Autonomous rideshare rivals Waymo and Cruise have both reportedly applied for permits to charge passengers for self-driving rides in the San Francisco Bay area. Some of the applications are still under review, but it could be a major step toward autonomous rideshare vehicles operating as commonplace soon.
June 7 update: As of June 4, Cruise has been authorized by the CPUC to provide driverless autonomous vehicle passenger service in test vehicles. According to the CPUC press release:
Cruise is the first entrant into the CPUC’s Driverless Pilot program, in which passengers can ride in a test vehicle that operates without a driver in the vehicle. Cruise may not charge passengers for any rides in test AVs.
It now appears Cruise has a jump on Waymo, at least in cutting through the red tape with permits, but it’s still waiting for its driverless deployment permit from the DMV. Waymo has received a permit from the CPUC, but is currently authorized for driving permits only, not driverless like Cruise.
Waymo was launched in 2009 by Google’s parent company Alphabet, Inc., as a self-driving car project. In 2016, the Google project was officially renamed Waymo, derived from “a new way forward in mobility.” Since then, Waymo has tested its various self-driving vehicles in several states. Furthermore, it has been charging driverless rides for people in Chandler, Arizona, since 2019, apart from a slight halt during the COVID-19 pandemic.
Cruise is a younger company founded in 2013 in San Francisco. In 2016, General Motors (GM) purchased Cruise, focusing on making the automaker’s Bolt EV fully autonomous, backed by $14 million in funding. While both Waymo and Cruise have operated their respective autonomous vehicles in San Francisco, these rides have remained on a testing basis only up to this point.
Waymo and Cruise apply for DMV permits in CA
According to a report from Reuters, state documents in California reveal that both Waymo and Cruise have applied for permits to begin charging for autonomous rideshare services in San Francisco. Waymo applied for said permits on January 19 of this year, while Cruise followed suit on March 29. According to the report, the California DMV is still reviewing these applications and has not offered a timeline of when they will offer a decision.
In its application, Waymo stated it has logged over 83,000 autonomous miles in the San Francisco area, although its total autonomous miles are much higher. Since Cruise is headquartered in SF and has stayed focused on that geographical area since its inception, its permit application claims 2 million logged autonomous miles in San Fran alone.
Waymo told Reuters that approval of the permit in California would allow the company to begin operating paid rides in autonomous vehicles, although there will be a driver behind the wheel, at least to begin. Waymo also said it might even switch off autonomous mode within its Chrysler Pacifica or Jaguar I-Pace models driving in especially tricky areas, such as freeway ramps and construction zones.

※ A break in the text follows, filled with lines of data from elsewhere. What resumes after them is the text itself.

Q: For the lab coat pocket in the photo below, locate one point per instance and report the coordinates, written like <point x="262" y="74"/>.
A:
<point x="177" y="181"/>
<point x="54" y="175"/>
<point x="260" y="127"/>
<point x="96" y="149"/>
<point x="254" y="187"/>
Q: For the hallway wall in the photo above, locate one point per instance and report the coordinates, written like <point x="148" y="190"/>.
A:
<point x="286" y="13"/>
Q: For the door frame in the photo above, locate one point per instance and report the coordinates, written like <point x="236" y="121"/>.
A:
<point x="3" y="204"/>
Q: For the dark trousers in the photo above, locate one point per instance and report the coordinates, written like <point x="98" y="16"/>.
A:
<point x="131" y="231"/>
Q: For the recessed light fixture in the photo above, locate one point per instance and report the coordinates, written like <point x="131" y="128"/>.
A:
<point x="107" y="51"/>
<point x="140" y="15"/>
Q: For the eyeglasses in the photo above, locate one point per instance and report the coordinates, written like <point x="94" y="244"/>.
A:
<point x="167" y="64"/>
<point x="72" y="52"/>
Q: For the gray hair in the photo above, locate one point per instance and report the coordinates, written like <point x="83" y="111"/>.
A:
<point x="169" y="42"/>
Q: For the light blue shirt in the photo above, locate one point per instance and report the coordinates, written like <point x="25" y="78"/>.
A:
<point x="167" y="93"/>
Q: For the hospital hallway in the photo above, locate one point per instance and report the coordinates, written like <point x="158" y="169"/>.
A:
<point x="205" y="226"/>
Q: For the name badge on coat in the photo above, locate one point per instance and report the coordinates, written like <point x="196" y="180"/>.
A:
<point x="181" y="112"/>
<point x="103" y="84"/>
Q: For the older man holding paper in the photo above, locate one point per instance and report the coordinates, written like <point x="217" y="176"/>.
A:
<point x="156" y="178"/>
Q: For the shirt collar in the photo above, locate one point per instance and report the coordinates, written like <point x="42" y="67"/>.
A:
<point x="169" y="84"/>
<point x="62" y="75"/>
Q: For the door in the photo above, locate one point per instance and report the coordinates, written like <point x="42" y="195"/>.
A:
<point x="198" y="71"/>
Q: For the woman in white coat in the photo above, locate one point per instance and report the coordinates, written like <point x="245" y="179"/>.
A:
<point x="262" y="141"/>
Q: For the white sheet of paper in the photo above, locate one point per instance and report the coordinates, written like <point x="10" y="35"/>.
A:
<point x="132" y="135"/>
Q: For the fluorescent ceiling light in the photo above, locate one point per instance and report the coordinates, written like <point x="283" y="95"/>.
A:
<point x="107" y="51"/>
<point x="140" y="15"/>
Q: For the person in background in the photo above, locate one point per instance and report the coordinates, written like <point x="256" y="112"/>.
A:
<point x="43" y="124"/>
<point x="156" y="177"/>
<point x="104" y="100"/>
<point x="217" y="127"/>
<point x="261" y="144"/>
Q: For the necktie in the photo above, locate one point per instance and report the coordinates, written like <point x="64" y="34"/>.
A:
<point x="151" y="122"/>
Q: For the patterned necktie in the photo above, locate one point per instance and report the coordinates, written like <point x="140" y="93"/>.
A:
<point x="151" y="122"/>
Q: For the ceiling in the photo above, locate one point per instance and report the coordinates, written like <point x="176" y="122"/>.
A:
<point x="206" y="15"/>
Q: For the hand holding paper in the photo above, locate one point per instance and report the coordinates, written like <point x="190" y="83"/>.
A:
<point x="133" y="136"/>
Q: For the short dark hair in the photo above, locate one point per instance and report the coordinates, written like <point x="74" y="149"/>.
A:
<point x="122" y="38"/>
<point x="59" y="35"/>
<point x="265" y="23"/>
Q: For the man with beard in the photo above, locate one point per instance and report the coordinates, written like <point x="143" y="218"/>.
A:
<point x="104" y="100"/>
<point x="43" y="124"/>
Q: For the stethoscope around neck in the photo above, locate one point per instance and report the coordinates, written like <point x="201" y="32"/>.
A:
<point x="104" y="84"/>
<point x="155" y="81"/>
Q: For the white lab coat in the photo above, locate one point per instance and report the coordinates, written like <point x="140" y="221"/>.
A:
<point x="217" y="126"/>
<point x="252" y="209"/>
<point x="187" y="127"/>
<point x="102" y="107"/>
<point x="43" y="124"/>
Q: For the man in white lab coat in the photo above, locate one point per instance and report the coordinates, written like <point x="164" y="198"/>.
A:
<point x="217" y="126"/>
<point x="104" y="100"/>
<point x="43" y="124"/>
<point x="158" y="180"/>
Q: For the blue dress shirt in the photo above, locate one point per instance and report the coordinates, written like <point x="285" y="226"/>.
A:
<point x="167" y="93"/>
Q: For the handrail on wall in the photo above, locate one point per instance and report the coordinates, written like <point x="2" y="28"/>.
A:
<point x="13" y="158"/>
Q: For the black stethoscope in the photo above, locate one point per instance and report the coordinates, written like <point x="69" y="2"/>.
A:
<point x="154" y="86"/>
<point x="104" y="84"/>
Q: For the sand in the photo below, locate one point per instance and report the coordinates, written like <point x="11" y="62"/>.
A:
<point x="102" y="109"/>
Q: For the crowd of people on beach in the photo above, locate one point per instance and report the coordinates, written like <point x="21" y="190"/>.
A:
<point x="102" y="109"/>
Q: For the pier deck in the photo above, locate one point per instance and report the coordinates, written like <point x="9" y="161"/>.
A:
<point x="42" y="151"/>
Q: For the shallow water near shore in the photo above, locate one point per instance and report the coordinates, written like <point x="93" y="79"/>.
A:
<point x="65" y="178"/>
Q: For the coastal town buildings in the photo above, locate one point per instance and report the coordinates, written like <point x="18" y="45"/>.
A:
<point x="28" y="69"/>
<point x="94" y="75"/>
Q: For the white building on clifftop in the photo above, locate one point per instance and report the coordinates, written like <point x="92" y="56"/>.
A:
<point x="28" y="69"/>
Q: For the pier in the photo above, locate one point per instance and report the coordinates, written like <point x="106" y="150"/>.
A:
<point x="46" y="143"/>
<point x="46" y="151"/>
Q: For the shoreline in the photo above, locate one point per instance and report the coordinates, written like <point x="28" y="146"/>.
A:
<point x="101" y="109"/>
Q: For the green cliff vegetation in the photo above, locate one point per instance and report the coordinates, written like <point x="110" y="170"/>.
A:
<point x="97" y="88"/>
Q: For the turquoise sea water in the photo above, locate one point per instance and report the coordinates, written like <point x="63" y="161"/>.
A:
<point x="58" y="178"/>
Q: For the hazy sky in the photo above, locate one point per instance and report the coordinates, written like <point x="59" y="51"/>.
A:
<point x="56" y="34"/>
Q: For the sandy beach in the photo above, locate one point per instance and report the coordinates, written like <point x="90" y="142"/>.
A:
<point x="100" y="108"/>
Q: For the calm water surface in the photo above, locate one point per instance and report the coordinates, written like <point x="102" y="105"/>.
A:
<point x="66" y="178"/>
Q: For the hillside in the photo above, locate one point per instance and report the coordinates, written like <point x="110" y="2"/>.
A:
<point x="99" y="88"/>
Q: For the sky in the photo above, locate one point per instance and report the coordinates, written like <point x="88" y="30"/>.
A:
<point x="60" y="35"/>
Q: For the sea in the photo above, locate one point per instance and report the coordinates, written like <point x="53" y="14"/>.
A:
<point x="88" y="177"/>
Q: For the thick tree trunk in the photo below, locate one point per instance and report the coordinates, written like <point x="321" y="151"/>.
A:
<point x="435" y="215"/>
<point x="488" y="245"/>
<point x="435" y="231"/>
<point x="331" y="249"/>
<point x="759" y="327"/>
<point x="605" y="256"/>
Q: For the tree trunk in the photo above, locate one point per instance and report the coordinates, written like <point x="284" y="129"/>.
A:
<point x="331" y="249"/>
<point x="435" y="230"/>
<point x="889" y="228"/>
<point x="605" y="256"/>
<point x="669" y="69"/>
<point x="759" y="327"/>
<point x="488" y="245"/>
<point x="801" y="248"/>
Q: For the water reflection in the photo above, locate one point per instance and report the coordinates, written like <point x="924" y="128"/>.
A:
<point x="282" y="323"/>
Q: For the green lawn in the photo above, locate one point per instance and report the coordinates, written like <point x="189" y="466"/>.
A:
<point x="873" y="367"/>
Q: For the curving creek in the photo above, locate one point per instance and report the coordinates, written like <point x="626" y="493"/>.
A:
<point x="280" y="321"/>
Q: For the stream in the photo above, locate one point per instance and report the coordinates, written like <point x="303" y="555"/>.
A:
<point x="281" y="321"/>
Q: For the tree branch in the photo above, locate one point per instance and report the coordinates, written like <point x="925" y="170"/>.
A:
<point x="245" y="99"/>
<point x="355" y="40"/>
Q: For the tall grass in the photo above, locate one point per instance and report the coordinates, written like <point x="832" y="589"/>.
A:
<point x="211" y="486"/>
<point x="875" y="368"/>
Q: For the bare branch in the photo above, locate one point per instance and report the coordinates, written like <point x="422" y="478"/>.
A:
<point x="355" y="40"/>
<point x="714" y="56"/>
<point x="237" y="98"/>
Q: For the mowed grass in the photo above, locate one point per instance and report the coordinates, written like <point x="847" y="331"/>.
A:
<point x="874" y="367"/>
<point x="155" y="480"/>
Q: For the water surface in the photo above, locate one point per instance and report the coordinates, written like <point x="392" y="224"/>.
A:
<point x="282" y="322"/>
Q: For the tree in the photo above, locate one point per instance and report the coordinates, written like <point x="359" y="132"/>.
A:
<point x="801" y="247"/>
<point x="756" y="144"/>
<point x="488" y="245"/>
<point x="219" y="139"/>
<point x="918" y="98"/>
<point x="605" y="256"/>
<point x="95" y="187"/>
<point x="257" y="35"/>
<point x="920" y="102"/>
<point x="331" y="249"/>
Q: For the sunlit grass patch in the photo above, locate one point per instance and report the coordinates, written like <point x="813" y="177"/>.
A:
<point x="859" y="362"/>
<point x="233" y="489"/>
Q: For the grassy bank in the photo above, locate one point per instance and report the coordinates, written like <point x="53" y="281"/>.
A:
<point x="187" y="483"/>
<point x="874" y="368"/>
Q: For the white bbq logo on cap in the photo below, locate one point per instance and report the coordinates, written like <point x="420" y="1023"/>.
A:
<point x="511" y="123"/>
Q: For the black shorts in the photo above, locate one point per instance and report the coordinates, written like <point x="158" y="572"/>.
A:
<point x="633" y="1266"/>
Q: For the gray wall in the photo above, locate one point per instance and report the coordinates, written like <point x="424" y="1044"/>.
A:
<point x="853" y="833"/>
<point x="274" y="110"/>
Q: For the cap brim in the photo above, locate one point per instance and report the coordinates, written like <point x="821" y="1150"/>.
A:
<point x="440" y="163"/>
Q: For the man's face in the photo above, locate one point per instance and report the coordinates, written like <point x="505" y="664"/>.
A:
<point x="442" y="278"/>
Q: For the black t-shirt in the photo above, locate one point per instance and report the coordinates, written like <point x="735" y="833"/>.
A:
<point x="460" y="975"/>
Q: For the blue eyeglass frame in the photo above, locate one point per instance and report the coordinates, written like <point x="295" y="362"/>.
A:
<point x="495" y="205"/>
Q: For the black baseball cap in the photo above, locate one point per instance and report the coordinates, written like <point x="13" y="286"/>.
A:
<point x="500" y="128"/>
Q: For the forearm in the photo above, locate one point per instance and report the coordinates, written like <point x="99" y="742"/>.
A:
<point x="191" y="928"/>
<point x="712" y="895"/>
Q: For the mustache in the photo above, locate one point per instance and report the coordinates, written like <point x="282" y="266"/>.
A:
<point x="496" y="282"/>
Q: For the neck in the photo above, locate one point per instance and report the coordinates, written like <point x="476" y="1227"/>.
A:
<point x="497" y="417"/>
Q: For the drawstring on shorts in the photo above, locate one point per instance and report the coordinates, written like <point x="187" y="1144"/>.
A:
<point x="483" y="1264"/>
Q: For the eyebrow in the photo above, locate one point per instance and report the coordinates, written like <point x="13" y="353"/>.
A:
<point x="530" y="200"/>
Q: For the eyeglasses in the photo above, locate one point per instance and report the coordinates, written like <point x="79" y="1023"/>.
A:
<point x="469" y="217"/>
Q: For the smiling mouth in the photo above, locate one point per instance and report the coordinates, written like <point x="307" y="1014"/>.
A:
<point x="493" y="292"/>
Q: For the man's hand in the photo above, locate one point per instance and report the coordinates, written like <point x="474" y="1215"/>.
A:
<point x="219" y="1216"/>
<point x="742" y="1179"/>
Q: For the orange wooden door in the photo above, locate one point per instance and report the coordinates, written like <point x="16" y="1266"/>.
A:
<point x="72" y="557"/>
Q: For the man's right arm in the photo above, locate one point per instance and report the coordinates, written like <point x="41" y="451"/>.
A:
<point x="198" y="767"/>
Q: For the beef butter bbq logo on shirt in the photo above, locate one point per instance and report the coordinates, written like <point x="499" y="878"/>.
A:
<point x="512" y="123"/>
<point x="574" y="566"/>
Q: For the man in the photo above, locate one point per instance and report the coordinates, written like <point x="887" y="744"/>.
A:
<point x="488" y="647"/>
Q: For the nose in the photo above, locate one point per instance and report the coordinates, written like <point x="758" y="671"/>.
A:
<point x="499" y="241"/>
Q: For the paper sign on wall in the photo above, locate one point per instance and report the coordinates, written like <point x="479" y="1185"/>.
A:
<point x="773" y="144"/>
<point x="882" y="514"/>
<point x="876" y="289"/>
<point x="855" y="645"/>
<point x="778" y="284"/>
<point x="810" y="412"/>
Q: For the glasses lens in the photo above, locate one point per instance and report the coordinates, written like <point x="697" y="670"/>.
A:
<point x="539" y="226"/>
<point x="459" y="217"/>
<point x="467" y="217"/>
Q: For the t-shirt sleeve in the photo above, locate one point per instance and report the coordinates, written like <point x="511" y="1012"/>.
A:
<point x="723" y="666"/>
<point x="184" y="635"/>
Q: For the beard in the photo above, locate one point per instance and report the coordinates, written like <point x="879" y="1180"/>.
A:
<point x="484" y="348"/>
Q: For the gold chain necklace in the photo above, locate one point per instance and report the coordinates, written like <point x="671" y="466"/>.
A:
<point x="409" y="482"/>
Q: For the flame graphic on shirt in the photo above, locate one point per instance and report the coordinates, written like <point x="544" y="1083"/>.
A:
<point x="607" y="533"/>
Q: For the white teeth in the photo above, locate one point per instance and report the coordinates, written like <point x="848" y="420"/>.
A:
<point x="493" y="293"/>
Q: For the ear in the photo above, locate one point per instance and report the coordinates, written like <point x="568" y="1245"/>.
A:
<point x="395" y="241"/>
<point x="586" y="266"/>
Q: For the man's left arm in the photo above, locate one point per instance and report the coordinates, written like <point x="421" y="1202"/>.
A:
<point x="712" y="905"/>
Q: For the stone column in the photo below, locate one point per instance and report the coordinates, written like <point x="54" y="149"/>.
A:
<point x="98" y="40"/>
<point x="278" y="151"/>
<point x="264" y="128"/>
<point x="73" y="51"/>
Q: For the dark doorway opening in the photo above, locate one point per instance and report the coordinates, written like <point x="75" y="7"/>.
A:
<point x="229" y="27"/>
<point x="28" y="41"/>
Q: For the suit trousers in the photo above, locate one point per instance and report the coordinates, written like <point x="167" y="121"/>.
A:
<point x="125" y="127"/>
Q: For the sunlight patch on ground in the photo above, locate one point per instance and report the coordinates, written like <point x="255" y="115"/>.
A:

This could also apply to less than ideal driving conditions, such as heavy rain and wet roads.
Cruise also stated it could possibly limit its self-driving deployment to more specific routes focused on operating in “non-inclement weather conditions.” The documents also show that Cruise initially plans to operate during the late evening to early morning hours, at speeds up to 30 mph. Waymo, on the other hand, stated plans to operate around the clock with speeds up to 65 mph.
DMV approval is just the start
While permit approval from the California DMV will be crucial to both Waymo and Cruise in deploying paid autonomous rides, there’s another step after that. Both companies will then be required to apply for a permit from the California Public Utilities Commission (CPUC) before either can begin charging passengers.
At this point, neither tech company has revealed when they intend to launch these rideshare services. A lot will depend on if and when they are approved by the DMV and how quickly they can get that additional permit from the CPUC.
While both Waymo and Cruise offer the same service using similar technology, both have shared very different deployment plans. Contrary to the previous statement of Waymo beginning with drivers behind the wheel, Cruise has stated it is expecting to deploy its vehicles sans humans driver. That could be a big reason behind its decision to operate at non-peak hours at a much slower pace than Waymo.
Check back with our autonomous driving guide for the latest news surrounding these permit applications, as well as self-driving updates from all the automakers.
Regardless of when it actually happens, the reality is that autonomous rideshare implementation is inevitable. We’re also likely to see this tech roll out from companies like Waymo and Cruise before consumer EVs, too. This is based on the strategy of shorter rides at lower speeds that can even be controlled through geofencing. Having major backing from companies like Google, GM, and Honda certainly helps the cause.
The decision to begin with drivers behind the wheel as a safety net feels like a smart move for Waymo, especially as it has much more ambitious plans for an initial rollout than Cruise, pending permits, of course. At the same time, Cruise is taking its own unique approach by skipping the driver altogether and operating at times and in areas with less risk — perhaps a smaller sample size of data but potentially more explicit without driver interference.
Both strategies could prove effective if approved, but they are not alone. Startup Nuro already has the DMV permit from California and is working on autonomous food delivery. So there’s certainly optimism that these companies could see DMV approval, helping the technology lay another paver closer toward cities flush with robotaxis. Driverless burrito delivery sounds pretty cool.